What I learned is that it is not just one moment, but a series of decisions that defines us in the long run. This moment—this big crossroads in the lives of the professional nomads I write about—is not a leap of faith or a precipice to drop from, but rather a decision to move forward followed by another one after that, and another after that. It begins when we decide to stop giving up. We pull into the current of life and each paddle stroke maneuvers us toward our future selves. Though we must adapt to survive, it’s up to us to steer the boat toward someone we wish to become.
It’s easy to blame chaos for the hardships and heartaches of life, but that’s not the complete picture. If everything were perfect we wouldn’t have risk—the great cosmic jester that leads to the best things in life, like comedy, love, and personal bravery. Stumbles, even big ones, allow us to grow into our future selves.
For me, New Zealand seemed like the best way to grow. My story felt like it was coming full circle. The stars seemed to align and enshroud me in a moment of destiny, so I was floored when the universe didn’t share that dream. It felt like I fell from the precipice of destiny into a chasm of defeat. Two options lay before me: I could resign myself to failure, snag some simple employment, and slowly drain my spirit into complacency; or I could trudge forward without a road map in search of adventure. At least that’s how I chose to see them—resignation versus blind adventure—so I took the second option, accepted the risk, and went forward whistling an improvised tune. As I see it, the New Zealand mishap aligned me with whatever new direction I’m now headed. Writer, adventurer; I will do what I must to support my life as a professional nomad.

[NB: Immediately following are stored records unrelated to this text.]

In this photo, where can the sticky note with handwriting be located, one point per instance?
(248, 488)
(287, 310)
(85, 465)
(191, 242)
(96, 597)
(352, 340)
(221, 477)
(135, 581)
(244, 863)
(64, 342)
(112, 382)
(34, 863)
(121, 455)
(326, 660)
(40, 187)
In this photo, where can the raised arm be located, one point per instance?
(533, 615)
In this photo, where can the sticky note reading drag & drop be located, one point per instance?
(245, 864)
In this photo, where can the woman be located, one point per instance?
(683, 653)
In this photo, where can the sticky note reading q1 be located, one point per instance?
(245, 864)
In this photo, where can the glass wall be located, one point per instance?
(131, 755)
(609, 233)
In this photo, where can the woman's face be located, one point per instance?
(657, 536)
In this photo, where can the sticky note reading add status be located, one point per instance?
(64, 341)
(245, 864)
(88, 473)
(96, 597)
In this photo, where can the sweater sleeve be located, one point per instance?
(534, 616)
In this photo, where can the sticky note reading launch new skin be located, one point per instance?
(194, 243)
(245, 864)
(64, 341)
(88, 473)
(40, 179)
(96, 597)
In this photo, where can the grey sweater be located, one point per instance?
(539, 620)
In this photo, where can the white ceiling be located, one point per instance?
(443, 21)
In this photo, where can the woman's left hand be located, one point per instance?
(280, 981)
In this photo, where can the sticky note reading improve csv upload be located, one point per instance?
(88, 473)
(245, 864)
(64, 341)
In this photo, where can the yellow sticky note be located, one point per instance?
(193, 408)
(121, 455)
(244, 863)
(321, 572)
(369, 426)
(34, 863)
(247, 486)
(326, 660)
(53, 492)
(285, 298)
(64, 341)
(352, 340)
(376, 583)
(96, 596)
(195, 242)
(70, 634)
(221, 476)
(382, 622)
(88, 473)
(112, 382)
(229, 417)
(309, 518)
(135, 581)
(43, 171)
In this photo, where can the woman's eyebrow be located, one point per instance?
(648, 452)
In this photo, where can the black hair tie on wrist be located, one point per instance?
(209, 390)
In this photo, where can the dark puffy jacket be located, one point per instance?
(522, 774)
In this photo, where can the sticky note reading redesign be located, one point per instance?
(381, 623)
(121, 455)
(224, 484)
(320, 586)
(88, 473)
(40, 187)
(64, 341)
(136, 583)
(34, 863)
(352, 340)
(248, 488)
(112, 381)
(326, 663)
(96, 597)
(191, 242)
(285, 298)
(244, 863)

Redefinition is scary, but on the other side lies something good: ourselves. Will we let hardship define us or will we shape it into something else? The only way to come through life unscathed is through apathy—a true failure in this world of countless things worth fighting for. As long as we have passion we are empowered to try, and as long as we try we maintain forward momentum. Therefore, we must keep that internal fire alive; it’s the only way to heal. Life isn’t about an end goal but, rather, enjoying the adventure—even when it winds in unintended directions. Dreams don’t always work out as planned, but a life led with intention embraces adventures not yet imagined.